The book has a few weaknesses. First, it is too long. On many instances, the narrative could be shorter and crisper. Sometimes, one gets a bit the feeling she wanted to make as much use of her interview material as possible. Secondly, and this may be related to the first point, the structure of the book is somewhat repetitive. A great part of chapters in the first part follows the same pattern: introducing a technie nerd, describing him (they are always “hims”) and his physical appearance and dress a bit, adding a few sprinkles about his private life (mostly on girl friends), and then delve into that part of the technical dissection of Stuxnet which this chapter is about– and this deep dive is then deep indeed. This makes the reading attractive at the beginning, as it gives a very low entry barrier to the average reader, but it becomes somewhat tiring further down the road. These are weaknesses you can easily live with as a reader. A worthwhile, highly recommendable read in any case.
I somewhat sat on the fence to start with, erring on the side of caution that governments could create such things and the dangers they could unleash. As I read on though, I couldn't help but be impressed at the ingenuity that these people must have gone to. Iran seems to be perceived in the media as a hard done by nation that's always being picked on. However, if your nation is having to hide nuclear complexes from the IAEA, design them to make them missile proof or if you conveniently 'forget' you had specific centrifuges then you probably deserve all you get...

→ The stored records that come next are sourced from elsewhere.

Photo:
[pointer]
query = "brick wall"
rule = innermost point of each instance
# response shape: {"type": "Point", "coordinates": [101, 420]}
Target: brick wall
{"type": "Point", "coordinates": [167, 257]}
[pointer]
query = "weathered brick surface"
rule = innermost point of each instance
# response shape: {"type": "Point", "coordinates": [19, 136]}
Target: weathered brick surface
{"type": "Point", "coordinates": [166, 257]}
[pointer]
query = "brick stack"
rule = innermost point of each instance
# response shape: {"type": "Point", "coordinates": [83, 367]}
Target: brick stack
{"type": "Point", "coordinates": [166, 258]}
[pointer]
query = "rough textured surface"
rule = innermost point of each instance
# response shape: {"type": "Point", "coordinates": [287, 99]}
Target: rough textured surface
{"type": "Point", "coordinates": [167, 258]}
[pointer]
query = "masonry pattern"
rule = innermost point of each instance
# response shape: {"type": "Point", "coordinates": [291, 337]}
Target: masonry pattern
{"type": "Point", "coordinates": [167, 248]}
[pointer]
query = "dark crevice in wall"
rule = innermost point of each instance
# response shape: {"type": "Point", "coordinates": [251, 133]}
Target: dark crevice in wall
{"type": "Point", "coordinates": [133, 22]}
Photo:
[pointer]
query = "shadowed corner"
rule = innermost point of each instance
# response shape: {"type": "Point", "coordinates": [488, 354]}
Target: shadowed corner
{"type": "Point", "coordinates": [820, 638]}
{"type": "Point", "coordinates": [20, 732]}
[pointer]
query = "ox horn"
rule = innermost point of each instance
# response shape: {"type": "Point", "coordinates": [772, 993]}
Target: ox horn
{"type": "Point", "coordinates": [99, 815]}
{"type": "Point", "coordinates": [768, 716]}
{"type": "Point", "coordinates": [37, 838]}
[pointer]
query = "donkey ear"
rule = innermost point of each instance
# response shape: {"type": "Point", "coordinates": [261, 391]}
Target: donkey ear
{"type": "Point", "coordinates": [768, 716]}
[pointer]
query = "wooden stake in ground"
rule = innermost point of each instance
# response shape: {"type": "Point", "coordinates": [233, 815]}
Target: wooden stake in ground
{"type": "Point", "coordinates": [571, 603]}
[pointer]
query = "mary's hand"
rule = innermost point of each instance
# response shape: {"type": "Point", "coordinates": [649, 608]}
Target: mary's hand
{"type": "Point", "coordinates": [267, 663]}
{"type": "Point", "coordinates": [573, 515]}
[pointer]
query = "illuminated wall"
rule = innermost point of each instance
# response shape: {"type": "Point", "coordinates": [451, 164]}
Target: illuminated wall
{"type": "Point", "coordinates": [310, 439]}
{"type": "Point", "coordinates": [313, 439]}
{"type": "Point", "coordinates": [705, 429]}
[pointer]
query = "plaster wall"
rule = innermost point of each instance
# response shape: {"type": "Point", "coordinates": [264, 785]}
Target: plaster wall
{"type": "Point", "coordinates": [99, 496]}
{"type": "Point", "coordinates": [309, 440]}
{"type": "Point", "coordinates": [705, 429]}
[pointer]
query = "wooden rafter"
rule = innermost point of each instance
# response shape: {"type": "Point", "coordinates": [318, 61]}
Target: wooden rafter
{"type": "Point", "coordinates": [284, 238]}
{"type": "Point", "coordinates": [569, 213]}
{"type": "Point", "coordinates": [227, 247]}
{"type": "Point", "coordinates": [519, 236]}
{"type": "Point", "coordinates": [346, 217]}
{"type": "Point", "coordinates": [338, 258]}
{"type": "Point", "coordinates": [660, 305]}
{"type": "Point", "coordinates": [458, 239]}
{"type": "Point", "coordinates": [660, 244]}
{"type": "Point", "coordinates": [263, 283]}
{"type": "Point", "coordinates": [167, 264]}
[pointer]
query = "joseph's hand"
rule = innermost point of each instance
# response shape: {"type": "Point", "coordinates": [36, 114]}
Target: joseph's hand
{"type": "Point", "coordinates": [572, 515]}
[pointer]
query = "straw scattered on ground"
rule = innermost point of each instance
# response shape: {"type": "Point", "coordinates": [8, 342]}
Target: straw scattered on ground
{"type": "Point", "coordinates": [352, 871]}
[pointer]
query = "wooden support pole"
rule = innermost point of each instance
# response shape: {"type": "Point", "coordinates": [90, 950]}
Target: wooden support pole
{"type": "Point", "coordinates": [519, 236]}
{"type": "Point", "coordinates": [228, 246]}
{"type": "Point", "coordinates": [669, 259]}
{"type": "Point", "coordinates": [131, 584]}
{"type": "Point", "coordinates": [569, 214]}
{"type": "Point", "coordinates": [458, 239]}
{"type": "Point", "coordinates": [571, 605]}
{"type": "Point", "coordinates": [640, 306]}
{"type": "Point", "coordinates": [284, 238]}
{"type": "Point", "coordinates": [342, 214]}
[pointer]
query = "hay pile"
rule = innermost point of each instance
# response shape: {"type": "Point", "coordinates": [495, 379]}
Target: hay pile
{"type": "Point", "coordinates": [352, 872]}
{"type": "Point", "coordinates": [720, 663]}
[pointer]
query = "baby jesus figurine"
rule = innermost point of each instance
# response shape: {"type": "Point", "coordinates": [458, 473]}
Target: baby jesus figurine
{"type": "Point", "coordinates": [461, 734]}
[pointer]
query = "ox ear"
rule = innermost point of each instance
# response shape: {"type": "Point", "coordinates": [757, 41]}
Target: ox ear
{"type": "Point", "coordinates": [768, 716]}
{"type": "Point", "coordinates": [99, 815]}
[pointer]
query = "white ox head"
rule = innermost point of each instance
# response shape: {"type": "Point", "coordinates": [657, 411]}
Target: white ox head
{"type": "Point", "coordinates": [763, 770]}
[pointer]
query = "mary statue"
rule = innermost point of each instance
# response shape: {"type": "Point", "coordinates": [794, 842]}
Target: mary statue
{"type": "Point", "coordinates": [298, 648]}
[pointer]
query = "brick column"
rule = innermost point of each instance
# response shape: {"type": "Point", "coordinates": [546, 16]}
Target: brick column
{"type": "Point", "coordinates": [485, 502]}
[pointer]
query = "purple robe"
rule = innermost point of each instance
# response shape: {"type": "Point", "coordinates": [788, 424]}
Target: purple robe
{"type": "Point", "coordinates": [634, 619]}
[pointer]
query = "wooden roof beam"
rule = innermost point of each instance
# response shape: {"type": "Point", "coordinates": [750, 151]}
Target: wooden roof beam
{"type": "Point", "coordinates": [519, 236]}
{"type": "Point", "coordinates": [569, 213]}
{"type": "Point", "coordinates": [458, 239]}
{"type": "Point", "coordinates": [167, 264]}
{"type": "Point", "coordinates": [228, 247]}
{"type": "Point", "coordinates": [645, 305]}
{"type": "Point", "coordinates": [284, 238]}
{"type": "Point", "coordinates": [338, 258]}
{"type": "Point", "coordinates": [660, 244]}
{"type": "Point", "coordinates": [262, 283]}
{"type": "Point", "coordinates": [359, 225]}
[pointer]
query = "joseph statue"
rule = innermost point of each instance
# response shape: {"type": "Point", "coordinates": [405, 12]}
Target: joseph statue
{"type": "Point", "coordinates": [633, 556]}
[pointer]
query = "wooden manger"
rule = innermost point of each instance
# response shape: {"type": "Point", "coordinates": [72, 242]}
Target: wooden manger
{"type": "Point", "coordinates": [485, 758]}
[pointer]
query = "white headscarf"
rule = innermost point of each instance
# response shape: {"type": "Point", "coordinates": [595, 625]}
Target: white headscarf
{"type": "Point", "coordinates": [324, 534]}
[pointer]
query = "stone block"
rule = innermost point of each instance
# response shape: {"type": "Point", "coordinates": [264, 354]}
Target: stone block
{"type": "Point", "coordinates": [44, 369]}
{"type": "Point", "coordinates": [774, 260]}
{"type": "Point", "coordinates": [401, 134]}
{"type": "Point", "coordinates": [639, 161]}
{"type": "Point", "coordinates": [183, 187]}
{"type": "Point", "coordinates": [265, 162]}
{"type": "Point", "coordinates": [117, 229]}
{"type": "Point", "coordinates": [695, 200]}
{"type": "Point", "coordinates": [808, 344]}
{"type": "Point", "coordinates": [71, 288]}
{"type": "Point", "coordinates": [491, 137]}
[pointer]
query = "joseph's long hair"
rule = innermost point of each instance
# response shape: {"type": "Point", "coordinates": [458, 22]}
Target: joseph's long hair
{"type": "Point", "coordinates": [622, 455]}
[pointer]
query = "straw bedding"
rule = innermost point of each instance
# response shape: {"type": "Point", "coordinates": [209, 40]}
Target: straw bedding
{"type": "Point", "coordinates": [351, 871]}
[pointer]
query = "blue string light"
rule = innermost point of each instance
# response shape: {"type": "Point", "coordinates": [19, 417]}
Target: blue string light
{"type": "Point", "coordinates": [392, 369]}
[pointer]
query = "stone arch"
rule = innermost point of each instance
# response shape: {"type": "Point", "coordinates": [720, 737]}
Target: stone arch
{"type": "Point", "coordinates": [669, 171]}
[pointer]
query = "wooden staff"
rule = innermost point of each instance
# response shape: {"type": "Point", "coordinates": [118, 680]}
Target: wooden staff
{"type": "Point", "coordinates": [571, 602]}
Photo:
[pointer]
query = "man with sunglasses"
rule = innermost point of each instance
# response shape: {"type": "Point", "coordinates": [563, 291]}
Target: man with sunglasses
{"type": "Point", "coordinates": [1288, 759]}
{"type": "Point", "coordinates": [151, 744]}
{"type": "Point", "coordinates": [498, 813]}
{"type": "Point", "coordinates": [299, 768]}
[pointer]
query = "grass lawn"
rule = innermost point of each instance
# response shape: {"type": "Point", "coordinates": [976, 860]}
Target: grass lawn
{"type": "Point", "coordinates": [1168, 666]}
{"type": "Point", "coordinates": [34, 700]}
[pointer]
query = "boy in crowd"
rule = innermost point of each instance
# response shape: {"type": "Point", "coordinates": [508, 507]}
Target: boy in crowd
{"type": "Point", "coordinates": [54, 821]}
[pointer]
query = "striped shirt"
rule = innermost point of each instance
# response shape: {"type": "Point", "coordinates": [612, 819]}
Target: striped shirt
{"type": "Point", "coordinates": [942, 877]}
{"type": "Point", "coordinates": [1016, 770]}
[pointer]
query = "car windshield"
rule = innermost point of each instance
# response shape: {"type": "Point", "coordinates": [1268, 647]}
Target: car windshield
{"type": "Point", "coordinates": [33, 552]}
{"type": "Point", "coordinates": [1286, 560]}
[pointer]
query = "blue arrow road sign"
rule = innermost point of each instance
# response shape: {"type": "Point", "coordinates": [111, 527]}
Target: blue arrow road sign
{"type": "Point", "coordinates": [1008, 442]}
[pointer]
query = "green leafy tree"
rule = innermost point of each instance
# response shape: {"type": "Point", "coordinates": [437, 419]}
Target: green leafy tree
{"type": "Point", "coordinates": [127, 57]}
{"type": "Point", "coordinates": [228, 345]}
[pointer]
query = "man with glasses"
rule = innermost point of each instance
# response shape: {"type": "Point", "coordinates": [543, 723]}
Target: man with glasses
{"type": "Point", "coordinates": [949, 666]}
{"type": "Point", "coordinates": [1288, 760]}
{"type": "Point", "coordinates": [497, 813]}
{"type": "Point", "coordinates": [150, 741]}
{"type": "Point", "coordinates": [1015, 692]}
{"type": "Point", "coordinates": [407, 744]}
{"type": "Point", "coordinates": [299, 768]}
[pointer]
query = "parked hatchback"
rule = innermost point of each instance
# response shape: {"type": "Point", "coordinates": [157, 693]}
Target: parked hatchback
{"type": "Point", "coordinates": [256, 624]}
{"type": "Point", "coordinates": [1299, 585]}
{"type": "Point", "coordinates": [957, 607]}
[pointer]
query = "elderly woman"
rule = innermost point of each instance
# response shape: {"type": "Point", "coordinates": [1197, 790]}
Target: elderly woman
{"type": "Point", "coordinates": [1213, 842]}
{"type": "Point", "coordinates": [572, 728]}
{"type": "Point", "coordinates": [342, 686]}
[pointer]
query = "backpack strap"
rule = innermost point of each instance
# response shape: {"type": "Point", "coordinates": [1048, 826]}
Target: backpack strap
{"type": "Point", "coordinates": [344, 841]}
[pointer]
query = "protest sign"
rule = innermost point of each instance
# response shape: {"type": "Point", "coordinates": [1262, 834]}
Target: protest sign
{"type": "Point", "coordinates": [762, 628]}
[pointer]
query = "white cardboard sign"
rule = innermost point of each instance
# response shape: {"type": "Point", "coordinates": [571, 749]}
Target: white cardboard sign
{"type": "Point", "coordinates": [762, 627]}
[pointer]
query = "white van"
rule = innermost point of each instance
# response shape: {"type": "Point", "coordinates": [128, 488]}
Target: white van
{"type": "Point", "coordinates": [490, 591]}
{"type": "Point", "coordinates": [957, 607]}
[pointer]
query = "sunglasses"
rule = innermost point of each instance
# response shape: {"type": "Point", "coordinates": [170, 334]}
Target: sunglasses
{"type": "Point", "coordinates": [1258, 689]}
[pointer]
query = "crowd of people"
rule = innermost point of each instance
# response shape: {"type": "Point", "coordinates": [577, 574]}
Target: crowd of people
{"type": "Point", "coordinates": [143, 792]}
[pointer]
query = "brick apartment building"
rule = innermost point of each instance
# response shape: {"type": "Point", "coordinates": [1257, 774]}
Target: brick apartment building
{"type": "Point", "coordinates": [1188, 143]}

This book doesn't seem to be a negative take on the issue of cyber-weapons, and remains impartial and well balanced. It is all the better for it. It discusses the business of zero day exploits and how they are (may?) traded between persons and government, with many hacks being held back for whatever reasons.
Brinksmanship for a new age.
It is refreshing to discover that there are brilliant code writers at work, but also that the AV community did not flinch at putting themselves in harms way to make sure that their customesrs stayed free from these attacks.
Big Brother is without question here to stay.
Honestly if you've just heard of Stuxnet you really would want to read this: you'll be blown away by it (metaphorical joke there).
As a side-note, I felt that the documentary by Alex Gibney "Zero Days" has a lot of similarities with the book.